With the ADC settings I have been using, each sample takes 4.55μs. The fast loop samples four analog channels, taking a total of 18.2μs. For most of that time, the processor is waiting for the ADC to finish. It doesn't need to be, though, since the ADC can run on its own and trigger an interrupt when it's done converting. Implementing this was straightforward: I have the fast loop code start the ADC and then have it cycle through five samples on its own. After each sample, the ADC interrupt retrieves the data and moves on to the next sample. While waiting for the ADC, the processor returns to the main loop.

This showed only marginal improvement. The total processor utilization is still about 50%, because the idle time saved by not waiting for the ADC is offset by extra processing time to decide what to do with the data. The result is that each sample now takes about 8μs, four of which is spent converting and four of which is spent decided what the data is and where to put it. The data manipulating part can be completely eliminated by using yet another hardware feature of this processor, the Direct Memory Access (DMA) peripheral. The ADC can tell the DMA to automatically transfer data to a specified memory location, with no processor involvement. This would completely automate the sampling, and bring the total processing time for the fast loop down to about 28μs.

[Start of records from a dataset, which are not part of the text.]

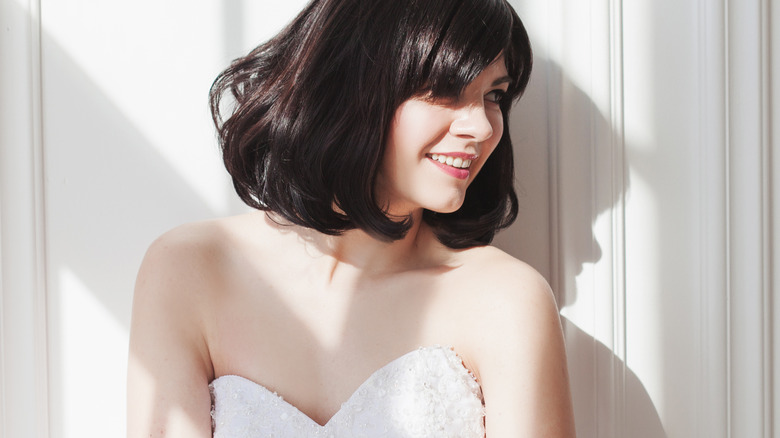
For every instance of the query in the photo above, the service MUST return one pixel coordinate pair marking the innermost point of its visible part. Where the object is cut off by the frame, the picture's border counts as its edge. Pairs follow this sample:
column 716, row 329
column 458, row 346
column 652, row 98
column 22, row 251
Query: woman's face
column 435, row 149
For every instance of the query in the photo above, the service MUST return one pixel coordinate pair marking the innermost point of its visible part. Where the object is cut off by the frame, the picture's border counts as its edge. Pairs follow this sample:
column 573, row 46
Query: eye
column 496, row 96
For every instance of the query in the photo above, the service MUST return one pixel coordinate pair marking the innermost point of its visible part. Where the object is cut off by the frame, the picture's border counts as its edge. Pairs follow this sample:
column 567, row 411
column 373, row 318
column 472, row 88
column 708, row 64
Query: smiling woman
column 371, row 137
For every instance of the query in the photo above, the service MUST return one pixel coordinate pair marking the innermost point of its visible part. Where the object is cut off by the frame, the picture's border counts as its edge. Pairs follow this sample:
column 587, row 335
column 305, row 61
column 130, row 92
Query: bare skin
column 312, row 316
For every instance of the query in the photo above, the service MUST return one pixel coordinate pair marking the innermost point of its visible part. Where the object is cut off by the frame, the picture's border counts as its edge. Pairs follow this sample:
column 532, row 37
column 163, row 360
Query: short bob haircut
column 310, row 110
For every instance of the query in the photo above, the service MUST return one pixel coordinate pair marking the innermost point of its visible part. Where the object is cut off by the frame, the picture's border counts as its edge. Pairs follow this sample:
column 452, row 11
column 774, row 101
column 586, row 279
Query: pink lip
column 461, row 155
column 452, row 171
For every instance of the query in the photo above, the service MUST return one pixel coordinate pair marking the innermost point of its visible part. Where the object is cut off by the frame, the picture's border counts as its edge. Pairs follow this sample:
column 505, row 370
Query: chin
column 449, row 207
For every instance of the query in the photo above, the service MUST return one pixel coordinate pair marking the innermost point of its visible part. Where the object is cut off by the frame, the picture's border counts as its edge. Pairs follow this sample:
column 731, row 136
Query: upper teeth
column 452, row 161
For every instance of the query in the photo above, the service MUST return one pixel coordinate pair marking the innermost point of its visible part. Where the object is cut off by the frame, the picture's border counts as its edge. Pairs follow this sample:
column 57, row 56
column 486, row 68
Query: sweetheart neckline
column 447, row 350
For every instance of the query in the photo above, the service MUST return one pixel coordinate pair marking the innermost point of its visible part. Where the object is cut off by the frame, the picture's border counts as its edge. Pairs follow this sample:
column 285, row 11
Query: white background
column 644, row 157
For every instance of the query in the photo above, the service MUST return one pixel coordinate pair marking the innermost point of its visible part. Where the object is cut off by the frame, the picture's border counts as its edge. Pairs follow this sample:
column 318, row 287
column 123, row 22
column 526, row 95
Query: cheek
column 497, row 122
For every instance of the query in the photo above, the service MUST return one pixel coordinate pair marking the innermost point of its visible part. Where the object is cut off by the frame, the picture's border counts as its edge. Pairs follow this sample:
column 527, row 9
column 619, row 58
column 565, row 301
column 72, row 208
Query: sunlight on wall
column 155, row 61
column 93, row 362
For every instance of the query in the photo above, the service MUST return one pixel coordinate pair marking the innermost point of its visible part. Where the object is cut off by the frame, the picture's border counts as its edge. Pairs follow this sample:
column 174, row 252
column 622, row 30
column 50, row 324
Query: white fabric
column 425, row 393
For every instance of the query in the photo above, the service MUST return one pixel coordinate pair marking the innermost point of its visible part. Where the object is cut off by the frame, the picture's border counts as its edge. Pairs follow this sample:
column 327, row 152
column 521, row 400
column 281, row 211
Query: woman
column 362, row 298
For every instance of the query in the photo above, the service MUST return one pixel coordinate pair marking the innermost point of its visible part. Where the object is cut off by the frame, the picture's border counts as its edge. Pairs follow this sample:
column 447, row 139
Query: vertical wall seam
column 41, row 313
column 618, row 188
column 727, row 126
column 766, row 218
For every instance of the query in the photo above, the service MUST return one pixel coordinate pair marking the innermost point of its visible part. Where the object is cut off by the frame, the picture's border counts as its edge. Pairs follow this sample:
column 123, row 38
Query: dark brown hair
column 309, row 110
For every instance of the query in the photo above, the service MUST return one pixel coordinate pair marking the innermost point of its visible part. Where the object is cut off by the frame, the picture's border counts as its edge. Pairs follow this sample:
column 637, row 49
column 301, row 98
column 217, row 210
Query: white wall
column 644, row 166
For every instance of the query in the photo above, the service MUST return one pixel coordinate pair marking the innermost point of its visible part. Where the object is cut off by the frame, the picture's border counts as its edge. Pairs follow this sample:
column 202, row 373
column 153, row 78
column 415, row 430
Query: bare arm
column 522, row 362
column 169, row 369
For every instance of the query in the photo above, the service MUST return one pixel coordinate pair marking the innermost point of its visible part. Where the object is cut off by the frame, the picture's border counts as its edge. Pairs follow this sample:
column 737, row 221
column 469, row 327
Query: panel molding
column 712, row 378
column 749, row 219
column 23, row 337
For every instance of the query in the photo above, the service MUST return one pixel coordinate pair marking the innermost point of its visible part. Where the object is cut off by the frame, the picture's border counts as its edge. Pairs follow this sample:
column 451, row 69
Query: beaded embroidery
column 425, row 393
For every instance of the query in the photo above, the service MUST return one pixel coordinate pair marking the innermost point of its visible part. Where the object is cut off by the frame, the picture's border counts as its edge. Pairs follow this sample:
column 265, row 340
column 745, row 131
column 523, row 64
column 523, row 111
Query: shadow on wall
column 97, row 163
column 109, row 193
column 578, row 174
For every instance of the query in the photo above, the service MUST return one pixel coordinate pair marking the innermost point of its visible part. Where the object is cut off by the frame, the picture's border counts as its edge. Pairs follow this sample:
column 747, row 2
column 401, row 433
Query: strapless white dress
column 425, row 393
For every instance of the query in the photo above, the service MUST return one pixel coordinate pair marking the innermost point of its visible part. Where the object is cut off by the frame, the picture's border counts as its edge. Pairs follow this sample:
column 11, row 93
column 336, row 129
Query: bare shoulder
column 506, row 284
column 515, row 345
column 169, row 362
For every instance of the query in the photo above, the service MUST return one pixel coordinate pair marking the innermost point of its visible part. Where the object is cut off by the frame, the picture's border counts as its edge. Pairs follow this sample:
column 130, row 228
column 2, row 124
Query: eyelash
column 500, row 95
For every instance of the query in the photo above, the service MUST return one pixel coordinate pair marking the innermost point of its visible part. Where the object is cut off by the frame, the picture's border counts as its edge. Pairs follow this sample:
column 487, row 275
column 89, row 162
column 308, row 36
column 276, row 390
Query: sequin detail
column 425, row 393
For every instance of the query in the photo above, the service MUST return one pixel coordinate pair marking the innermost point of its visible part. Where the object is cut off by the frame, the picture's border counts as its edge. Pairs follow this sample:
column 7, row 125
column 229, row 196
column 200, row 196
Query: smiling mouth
column 453, row 161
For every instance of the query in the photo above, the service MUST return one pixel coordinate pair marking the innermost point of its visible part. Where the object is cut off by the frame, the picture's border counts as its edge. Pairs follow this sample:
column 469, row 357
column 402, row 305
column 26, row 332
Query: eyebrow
column 502, row 80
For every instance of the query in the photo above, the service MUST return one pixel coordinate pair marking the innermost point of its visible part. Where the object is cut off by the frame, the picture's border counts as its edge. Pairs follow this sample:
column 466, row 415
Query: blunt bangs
column 456, row 41
column 309, row 111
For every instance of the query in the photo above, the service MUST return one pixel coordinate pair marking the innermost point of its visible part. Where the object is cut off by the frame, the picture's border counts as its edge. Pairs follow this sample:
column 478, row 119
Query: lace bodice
column 425, row 393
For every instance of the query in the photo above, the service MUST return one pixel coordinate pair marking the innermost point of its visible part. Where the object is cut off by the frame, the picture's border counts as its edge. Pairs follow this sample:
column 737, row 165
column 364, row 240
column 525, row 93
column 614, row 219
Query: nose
column 472, row 122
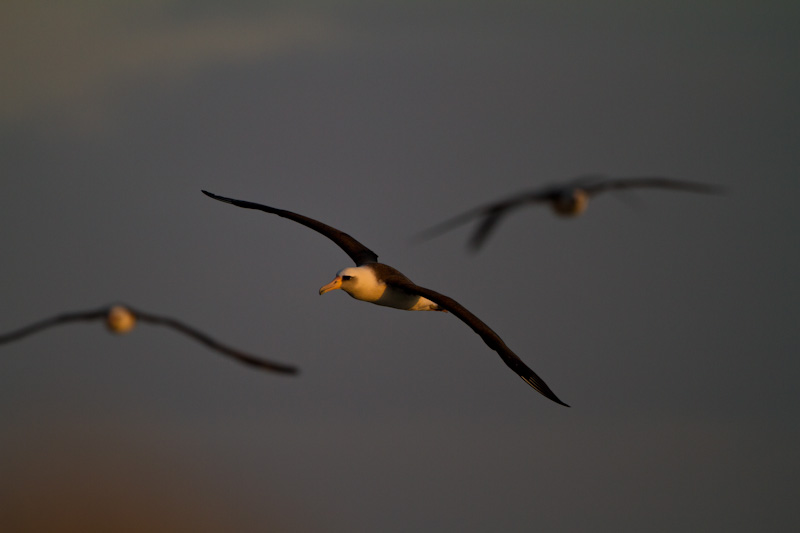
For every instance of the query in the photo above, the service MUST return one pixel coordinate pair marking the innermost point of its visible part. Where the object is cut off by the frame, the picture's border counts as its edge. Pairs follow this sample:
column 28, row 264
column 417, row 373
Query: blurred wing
column 63, row 318
column 655, row 182
column 491, row 213
column 357, row 251
column 491, row 338
column 211, row 343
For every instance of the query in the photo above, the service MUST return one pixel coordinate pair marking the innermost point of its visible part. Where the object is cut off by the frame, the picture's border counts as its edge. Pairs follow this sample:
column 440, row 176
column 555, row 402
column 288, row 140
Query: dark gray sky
column 669, row 322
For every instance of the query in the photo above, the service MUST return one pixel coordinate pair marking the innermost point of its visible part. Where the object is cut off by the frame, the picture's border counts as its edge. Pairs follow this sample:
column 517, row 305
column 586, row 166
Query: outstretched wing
column 63, row 318
column 357, row 251
column 491, row 338
column 213, row 344
column 653, row 182
column 491, row 215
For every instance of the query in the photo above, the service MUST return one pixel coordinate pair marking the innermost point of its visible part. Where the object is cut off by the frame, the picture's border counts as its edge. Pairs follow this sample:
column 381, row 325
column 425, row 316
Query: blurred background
column 667, row 320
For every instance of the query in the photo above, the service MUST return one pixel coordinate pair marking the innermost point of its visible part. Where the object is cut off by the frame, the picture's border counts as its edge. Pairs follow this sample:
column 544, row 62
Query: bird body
column 372, row 283
column 121, row 319
column 382, row 284
column 568, row 199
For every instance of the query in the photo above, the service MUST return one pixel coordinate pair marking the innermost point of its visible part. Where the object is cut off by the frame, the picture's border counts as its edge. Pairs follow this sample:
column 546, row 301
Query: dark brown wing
column 652, row 182
column 491, row 338
column 211, row 343
column 491, row 214
column 357, row 251
column 63, row 318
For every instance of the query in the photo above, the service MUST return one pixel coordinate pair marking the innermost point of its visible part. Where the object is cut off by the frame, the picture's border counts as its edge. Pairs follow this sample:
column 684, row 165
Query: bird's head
column 120, row 319
column 358, row 282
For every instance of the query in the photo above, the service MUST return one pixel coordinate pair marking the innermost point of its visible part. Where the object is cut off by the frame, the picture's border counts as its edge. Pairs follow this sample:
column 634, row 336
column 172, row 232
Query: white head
column 358, row 282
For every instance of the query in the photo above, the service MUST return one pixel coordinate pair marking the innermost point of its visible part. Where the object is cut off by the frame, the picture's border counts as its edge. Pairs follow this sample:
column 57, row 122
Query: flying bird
column 381, row 284
column 568, row 199
column 121, row 319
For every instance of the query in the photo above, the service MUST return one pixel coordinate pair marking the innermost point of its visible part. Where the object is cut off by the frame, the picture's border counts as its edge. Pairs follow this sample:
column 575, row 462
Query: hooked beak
column 335, row 284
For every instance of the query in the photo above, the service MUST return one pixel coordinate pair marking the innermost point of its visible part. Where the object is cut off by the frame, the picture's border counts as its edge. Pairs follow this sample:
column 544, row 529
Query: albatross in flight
column 381, row 284
column 121, row 319
column 568, row 199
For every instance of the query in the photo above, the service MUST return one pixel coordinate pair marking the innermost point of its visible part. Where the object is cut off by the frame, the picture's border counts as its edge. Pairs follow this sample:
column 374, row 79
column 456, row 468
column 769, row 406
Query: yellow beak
column 335, row 284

But, there's also another way to squeeze even more horsepower out of the STM32F103. The clock speed can be multiplied by an on-board Phase-Locked Loop (PLL) to up to 72MHz. (Right now, the 16MHz oscillator sets the clock speed directly.) I've never even bothered to try turning on the PLL, but now seemed like a good time to see what it would do. For some yet-unknown reason, I was only able to multiply my 16MHz oscillator by as much as 3.5 (or rather, divide it by two and then multiply it by seven...don't ask). That gives me 56MHz. I'm not sure why it won't go higher than that, but I suspect some hidden clock speed limit on a peripheral. But I tracked down all the obvious ones, and none were overclocked. Anyway, here's what the fast loop processor utilization looks like at 56MHz:

The entire FOC and flux estimator now take only 8μs. The ADC samples still take about 4μs, but the amount of that time spent processing data is greatly reduced. (The sampling time itself is limited by the ADC's peripheral clock speed limit of 14MHz, but the data manipulating time is based on the system clock.) The total processor utilization is now about 20%, leaving room for increasing the fast-loop rate or doing more processing for a closed-loop observer.

For now, though, I'm satisfied that the flux observer will run happily at 10kHz and I'm merging it with the FOC code I already have. Hopefully I will get to test it before Thanksgiving.